CE Qu’Il Faut Savoir
Une enquête de l’agence France Presse a révélé que les autorités nigérianes ont versé une rançon importante pour libérer 230 enfants enlevés dans une école catholique. Cet incident a provoqué une onde de choc au Nigeria, aggravée par la pression politique internationale et les attaques croissantes de Boko Haram.
Africa-Press. Une enquête approfondie menée par une source locale a révélé que les autorités nigérianes ont versé une rançon financière “énorme” pour libérer 230 enfants enlevés de leur école catholique dans l’État du Niger le 21 novembre 2025.
Cet incident d’enlèvement, qui a ciblé l’école Saint-Marie dans la ville de Baberi au centre du pays, a suscité une large onde de choc au sein de la population nigériane, en raison de son ampleur et de sa nature violente, et parce qu’il s’est produit dans un contexte de montée des attaques menées par Boko Haram et les groupes armés qui lui sont alliés.
Ce développement est survenu alors que le Nigeria faisait face à d’importantes pressions politiques et diplomatiques de la part de Washington ; le président américain de l’époque, Donald Trump, accusait les autorités nigérianes de permettre un “génocide” contre les chrétiens.
Selon les données de la source locale, la valeur de la rançon versée s’élevait à plusieurs millions de dollars, bien que la loi nigériane prohibe officiellement le paiement de toute somme d’argent pour la libération des otages.

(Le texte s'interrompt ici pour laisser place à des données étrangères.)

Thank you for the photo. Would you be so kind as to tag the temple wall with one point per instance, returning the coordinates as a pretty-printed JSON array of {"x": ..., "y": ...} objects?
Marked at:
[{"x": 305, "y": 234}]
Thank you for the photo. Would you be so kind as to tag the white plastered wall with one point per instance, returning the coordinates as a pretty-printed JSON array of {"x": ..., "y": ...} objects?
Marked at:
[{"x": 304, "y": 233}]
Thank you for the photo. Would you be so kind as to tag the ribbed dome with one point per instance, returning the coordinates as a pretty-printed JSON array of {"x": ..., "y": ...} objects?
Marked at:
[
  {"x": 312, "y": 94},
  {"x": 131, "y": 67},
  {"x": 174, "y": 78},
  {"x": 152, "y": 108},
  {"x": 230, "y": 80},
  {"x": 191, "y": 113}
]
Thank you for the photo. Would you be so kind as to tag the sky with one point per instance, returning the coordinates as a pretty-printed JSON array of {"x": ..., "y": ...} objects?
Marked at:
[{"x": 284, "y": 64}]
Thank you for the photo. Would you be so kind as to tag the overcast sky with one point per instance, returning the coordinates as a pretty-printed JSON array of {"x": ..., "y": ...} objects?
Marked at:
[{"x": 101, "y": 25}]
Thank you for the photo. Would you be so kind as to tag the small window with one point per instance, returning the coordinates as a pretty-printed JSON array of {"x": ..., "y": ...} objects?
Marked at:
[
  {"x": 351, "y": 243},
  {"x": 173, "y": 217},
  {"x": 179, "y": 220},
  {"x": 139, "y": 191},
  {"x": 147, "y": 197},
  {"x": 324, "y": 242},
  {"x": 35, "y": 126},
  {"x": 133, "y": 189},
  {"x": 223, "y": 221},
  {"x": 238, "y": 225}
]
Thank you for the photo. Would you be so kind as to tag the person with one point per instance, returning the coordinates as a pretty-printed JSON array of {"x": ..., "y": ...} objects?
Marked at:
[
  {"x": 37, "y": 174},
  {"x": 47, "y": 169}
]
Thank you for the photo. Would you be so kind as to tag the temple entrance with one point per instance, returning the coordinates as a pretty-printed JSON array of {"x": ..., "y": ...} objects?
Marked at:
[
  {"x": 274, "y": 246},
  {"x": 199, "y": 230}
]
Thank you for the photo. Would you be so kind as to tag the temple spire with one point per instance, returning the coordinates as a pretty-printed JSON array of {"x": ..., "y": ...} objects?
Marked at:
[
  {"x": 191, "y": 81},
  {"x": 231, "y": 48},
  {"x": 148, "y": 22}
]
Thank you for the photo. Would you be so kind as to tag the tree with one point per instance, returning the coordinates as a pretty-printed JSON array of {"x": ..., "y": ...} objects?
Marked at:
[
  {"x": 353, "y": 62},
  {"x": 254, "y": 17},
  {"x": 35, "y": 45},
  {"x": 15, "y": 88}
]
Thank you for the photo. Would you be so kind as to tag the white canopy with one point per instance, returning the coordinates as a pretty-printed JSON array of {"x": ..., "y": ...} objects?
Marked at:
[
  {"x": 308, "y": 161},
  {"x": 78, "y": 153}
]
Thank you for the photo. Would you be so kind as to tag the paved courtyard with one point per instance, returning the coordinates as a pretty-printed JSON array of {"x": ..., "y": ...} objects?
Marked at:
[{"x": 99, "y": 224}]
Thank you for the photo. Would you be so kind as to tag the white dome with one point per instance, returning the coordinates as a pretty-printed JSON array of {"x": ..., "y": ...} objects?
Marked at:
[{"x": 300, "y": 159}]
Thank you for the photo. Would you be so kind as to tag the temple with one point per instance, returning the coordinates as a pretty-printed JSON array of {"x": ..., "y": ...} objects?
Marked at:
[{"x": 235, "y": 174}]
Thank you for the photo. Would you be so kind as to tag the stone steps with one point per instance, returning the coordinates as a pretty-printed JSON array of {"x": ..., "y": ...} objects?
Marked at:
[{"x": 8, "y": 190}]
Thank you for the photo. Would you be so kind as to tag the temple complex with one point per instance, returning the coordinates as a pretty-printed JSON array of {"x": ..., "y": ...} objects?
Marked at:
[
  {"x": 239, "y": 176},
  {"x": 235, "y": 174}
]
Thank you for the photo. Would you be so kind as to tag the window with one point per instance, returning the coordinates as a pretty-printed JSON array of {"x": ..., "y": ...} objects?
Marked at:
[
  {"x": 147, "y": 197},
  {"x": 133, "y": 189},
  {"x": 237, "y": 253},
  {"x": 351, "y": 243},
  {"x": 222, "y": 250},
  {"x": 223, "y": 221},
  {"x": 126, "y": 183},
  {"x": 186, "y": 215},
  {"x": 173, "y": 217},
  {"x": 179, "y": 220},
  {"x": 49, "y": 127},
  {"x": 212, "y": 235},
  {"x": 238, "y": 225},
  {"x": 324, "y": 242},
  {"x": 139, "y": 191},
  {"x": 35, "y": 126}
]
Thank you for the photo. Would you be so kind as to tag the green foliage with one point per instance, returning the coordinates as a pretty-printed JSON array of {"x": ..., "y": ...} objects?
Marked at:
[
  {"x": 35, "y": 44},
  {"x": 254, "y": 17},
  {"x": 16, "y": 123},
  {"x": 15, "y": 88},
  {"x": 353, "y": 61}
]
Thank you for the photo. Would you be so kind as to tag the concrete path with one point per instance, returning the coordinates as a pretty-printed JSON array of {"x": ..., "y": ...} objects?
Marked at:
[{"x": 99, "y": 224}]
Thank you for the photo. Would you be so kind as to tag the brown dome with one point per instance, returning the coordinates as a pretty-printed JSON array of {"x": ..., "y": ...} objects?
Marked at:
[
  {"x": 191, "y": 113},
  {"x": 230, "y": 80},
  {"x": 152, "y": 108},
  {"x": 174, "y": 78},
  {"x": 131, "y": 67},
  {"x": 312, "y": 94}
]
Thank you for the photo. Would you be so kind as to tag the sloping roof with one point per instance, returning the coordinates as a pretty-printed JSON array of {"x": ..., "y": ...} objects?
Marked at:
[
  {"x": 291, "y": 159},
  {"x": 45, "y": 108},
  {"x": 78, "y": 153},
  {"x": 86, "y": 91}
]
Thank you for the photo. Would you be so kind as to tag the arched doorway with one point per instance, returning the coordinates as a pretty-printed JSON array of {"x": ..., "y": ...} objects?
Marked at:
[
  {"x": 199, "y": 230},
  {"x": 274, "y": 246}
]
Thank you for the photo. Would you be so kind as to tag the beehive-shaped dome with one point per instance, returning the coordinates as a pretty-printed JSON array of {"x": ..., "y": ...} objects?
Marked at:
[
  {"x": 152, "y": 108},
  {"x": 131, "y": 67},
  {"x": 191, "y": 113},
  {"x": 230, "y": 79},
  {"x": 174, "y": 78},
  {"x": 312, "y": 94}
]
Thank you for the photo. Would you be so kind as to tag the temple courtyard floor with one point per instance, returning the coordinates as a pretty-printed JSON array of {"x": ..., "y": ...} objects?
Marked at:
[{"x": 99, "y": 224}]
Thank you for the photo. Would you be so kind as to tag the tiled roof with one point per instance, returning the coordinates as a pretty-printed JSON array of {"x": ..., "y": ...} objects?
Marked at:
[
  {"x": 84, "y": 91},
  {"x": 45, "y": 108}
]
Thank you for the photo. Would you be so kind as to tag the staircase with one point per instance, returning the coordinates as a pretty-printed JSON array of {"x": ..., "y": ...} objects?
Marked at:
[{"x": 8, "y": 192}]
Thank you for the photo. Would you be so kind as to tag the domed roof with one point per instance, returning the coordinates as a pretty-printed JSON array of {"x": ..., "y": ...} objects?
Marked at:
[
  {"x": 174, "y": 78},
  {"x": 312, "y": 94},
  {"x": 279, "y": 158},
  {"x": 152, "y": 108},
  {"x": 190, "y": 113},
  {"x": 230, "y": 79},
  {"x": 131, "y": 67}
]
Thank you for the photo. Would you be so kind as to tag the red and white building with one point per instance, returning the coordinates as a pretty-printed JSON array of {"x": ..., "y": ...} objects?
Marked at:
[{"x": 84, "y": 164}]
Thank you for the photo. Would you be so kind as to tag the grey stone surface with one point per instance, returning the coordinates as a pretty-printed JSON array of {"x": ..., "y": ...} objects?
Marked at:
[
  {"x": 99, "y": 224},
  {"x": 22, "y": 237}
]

Le gouvernement a nié, comme dans toutes les opérations précédentes, avoir engagé des négociations ou conclu des arrangements financiers avec les groupes armés. Selon les informations recueillies par l’agence, une somme importante d’argent a été échangée pour la libération d’environ 300 personnes, comprenant des étudiants et des enseignants, qui étaient retenus par le groupe.
Il a également été convenu de la libération de deux des principaux dirigeants de Boko Haram dans le cadre de l’accord. Les estimations de la source locale indiquent que la valeur de la rançon pourrait atteindre 7 millions de dollars, tandis que d’autres sources ont évoqué un montant de 1,5 million de dollars, ce qui semble être une différence due à la multiplicité des paiements ou à la variation des sources d’information.
L’opération revêt un caractère exceptionnel, car il a été révélé que les fonds ont été transférés directement par hélicoptère vers les collines de Gozan, l’un des principaux bastions de Boko Haram dans le nord-est du Nigeria.
Des sources de sécurité ont révélé à l’agence qu’Ali Ngouli, l’un des dirigeants éminents du groupe, était celui qui a reçu l’argent sur le terrain. L’enquête a également mis en lumière le rôle d’un autre leader de Boko Haram connu sous le nom de Sadiko, qui réside actuellement dans l’État du Niger, où il est considéré comme le cerveau derrière l’enlèvement des étudiants de Saint-Marie, dans une région infestée de groupes criminels et armés.
Sadiko est également crédité de plusieurs autres opérations majeures, y compris l’attaque sanglante contre le train reliant Abuja à Kaduna, qui a entraîné l’enlèvement de plus de 60 personnes, ainsi que l’attaque terrible qui a eu lieu à Wuro dans l’État de Kwara le 3 février, faisant plus de 160 morts.
Cette enquête constitue l’un des rapports les plus détaillés sur le parcours des enlèvements massifs au Nigeria, révélant le niveau de complexité et d’interconnexion entre les groupes armés, ainsi que le degré d’implication de certaines agences dans des transactions illégales.
Le phénomène des enlèvements au Nigeria a pris de l’ampleur ces dernières années, en particulier dans le nord-est, où Boko Haram et d’autres groupes armés opèrent. Les enlèvements ciblent souvent des écoles, entraînant des conséquences dévastatrices pour les communautés locales et exacerbant les tensions religieuses et ethniques. Les autorités nigérianes sont souvent critiquées pour leur gestion de la sécurité et leur incapacité à protéger les citoyens contre ces attaques répétées.